Paul explains that anger, a normal emotional response, if carried over, becomes an unforgiving resentment — and the devil, who is watching out for an opportunity to accuse us and oppress us, quickly recognises this for the sin it is.
Therefore each of you must put off falsehood and speak truthfully to your neighbour, for we are all members of one body. “In your anger do not sin”: Do not let the sun go down while you are still angry and do not give the devil a foothold…Ephesians 4:25-27
Jesus was uncompromising in teaching that in life, people will cut across us, but our response is always to forgive:
Forgive us our sins, for we also forgive everyone who sins against us. And lead us not into temptation.Luke 11:4
The specific temptation right here is to take offence, and especially to hold on to it. In coming to God through Jesus, we have been forgiven of countless sins, and unconditionally. That’s God’s grace and although the devil doesn’t understand grace, he knows that our holding unforgiveness is dishonest and a denial of what we ourselves have received. It is a sin, and sin in our lives gives him a place, or foothold, to get access to oppress our thoughts and emotions.
That’s why people in churches who profess to be born-again Christians with new lives, are sometimes found behaving in ways that are not at all Christlike… falsehood and critical gossip, bitterness, outbursts of anger and malice.
Doing what Jesus said to do, forgiving unconditionally those that have hurt us, is emotionally quite a difficult call, but spiritually it is powerful. It removes the grounds that the devil has to oppress. We are no longer professing one thing but doing another. And we have ceased to cause the Holy Spirit to be grieved and back off from us, but are now open to His help and guidance.

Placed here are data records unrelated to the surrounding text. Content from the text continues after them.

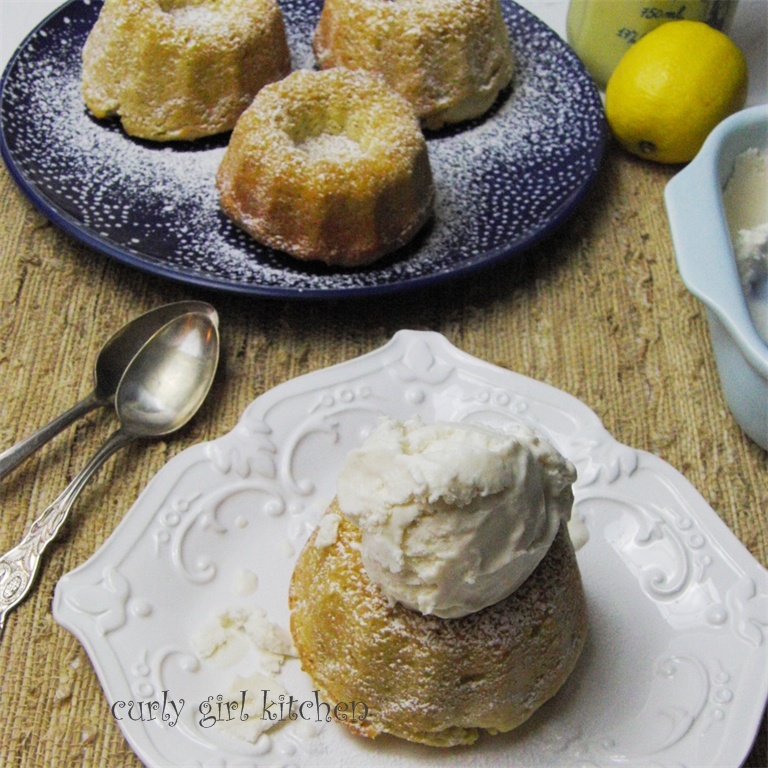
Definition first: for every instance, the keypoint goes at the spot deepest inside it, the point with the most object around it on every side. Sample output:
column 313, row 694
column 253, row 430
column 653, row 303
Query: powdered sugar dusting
column 501, row 181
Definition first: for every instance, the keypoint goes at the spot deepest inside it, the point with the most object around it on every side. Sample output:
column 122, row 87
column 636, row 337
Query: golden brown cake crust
column 426, row 679
column 449, row 58
column 329, row 166
column 181, row 69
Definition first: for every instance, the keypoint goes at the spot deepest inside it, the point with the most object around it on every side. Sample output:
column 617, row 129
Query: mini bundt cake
column 181, row 69
column 449, row 58
column 329, row 166
column 427, row 679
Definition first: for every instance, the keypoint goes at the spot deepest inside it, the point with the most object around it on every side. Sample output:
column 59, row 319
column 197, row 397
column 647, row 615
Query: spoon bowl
column 169, row 378
column 113, row 360
column 163, row 386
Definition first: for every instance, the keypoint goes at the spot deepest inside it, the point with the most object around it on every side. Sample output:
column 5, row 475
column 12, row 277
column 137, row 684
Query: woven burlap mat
column 598, row 310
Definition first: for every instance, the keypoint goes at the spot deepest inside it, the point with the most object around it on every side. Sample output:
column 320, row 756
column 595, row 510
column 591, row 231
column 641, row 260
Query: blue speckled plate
column 503, row 182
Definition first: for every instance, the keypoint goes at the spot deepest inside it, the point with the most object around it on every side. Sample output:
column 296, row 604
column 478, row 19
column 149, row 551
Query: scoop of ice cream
column 454, row 516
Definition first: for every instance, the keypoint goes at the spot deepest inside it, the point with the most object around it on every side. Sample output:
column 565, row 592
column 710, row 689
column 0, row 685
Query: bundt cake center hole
column 326, row 134
column 190, row 11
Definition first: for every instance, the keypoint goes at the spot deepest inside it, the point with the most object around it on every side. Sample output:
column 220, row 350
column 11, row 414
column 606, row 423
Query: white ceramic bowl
column 707, row 264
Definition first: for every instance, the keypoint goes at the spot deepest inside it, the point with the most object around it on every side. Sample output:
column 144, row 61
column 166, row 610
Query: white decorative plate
column 675, row 668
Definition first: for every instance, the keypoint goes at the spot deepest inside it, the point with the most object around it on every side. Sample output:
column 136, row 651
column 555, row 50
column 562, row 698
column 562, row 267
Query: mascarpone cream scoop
column 454, row 516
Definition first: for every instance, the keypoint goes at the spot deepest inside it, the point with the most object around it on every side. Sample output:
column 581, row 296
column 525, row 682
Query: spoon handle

Paul teaches that we counter the hurts and injustices of others, not in that same harsh spirit, but by cancelling them out in the opposite spirit:
Do not let any unwholesome talk come out of your mouths, but only what is helpful for building others up according to their needs, that it may benefit those who listen. And do not grieve the Holy Spirit of God, with whom you were sealed for the day of redemption. Get rid of all bitterness, rage and anger, brawling and slander, along with every form of malice.Be kind and compassionate to one another, forgiving each other, just as in Christ God forgave you.Ephesians 4: 29-32
The Holy Spirit in us enables us to respond differently. If we let Him!
These are the ways from the Bible we can be the barrier to the life of God’s Spirit in us that He wants us to enjoy. And attention to these three questions…
- Who do you think you are?
- What makes you so sure you’re in the right?
- Why are you mean towards others?
…will help us to recognise a wrong path and wrong attitude, turn from it and allow God’s grace to flow in our lives again, and our witness to Jesus to shine out once more.